Зоной полной неопределенности при этом, правда, остается «политическая воля» высшей администрации, прежде всего президентов, которым нынешние российские либералы вынуждены тем или иным образом приписывать благие реформаторские планы, прежде всего честолюбивое «желание остаться в истории», поскольку другие мотивы действия ими всерьез не рассматриваются. «Либерализм» здесь получает исключительно инструментальное толкование как наиболее эффективная база экономики, стратегия достижения знакомых целей возрождения «великой державы». Общий ход мысли укладывается в рамки «революции сверху», достижения тем или иным образом (в ходе выборов или кооптированного «участия в правительстве») фактической распорядительной власти и проведения соответствующей политики. Диковатое соединение экономического «либерализма» и «государственничества» не случайно, поскольку автор, равно как и его ближайшие последователи и сторонники, рассматривает положение в России исключительно в категориях выбора из различных готовых стратегий, предлагаемых теми или иными клубами «transition researches». Суть подобных рецептурных стратегий сводится к тому, что цели политики заданы («мировым опытом»), средства давно известны и апробированы, нужна лишь государственная «власть» для реализации этих планов.
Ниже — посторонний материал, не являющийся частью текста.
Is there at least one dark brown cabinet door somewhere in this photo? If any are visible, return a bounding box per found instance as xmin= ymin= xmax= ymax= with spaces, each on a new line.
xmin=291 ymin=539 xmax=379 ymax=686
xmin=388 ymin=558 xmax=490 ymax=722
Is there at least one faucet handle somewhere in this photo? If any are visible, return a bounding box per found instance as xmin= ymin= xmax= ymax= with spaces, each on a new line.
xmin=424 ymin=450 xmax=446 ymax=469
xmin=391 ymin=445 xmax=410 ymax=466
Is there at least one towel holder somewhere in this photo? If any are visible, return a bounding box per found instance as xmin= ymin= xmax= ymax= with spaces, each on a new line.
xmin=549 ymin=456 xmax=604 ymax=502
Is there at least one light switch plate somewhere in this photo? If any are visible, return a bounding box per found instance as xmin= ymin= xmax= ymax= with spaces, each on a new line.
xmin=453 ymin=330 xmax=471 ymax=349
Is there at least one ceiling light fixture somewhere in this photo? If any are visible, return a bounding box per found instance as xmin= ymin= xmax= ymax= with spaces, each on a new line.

А ради такой власти возможны различного рода компромиссы вплоть до сделки с чертом. Другими словами, без внимания оставляется социально-культурное своеобразие российского общества, характер его модернизации, инерция тоталитарных социально-политических структур и, наконец, самое важное — включенность в происходящее органов гражданского общества, заинтересованность в переменах самого населения.

Подобный подход, вменяющий пассивной массе лишь такие свойства, которые являются проективными, «превращенными» характеристиками самой власти, ее «запросами» к массе в отношении удобства или целесообразности задач управления сверху, но превращаются в «объективные» потребности развития страны, представляет собой не что иное, как очередной вариант номенклатурной идеологии, направленной на укрепление или самообеспечение соответствующей модели власти. Дело не в благих намерениях кого-то из участников (мы их вполне допускаем, а в некоторых случаях даже не сомневаемся в них). Дело в «расширении» сферы допустимого компромисса с другими фракциями не контролируемой обществом государственной власти ценой отказа от ряда значимых принципов и ценностей, от выражения позиций и интересов определенных (самодеятельных, инновативных, независимых от государства) групп в обществе, от защиты их прав и убеждений.

Удержание власти становится более важной задачей, чем программные моменты и партийные различия. И надо сказать, что именно эти обстоятельства острее всего схватывает общественное мнение (табл. 1).

Таблица 1

Как изменилось в России за последние десять лет уважение к власти?

(в % от числа опрошенных в каждой группе, август 2000 года, N = 1651 человек)


Согласно ответам преобладающей части респондентов, российские политики, депутаты, люди на высших политических постах сегодня в основном озабочены лишь своими эгоистическими интересами, желанием любой ценой не потерять власть и т. п. Характерно, что по прошествии некоторого весьма незначительного времени все ключевые моменты новейшей истории России — ГКЧП, события 1993 года — начинают представать в общественном мнении не как значимые точки в развитии страны, а как незначительные эпизоды борьбы за власть между разными кликами в руководстве. В некотором отношении российское общество сегодня отстоит от целей десоветизации страны дальше, чем в начале 90-х годов, по крайней мере от тогдашних представлений и ожиданий.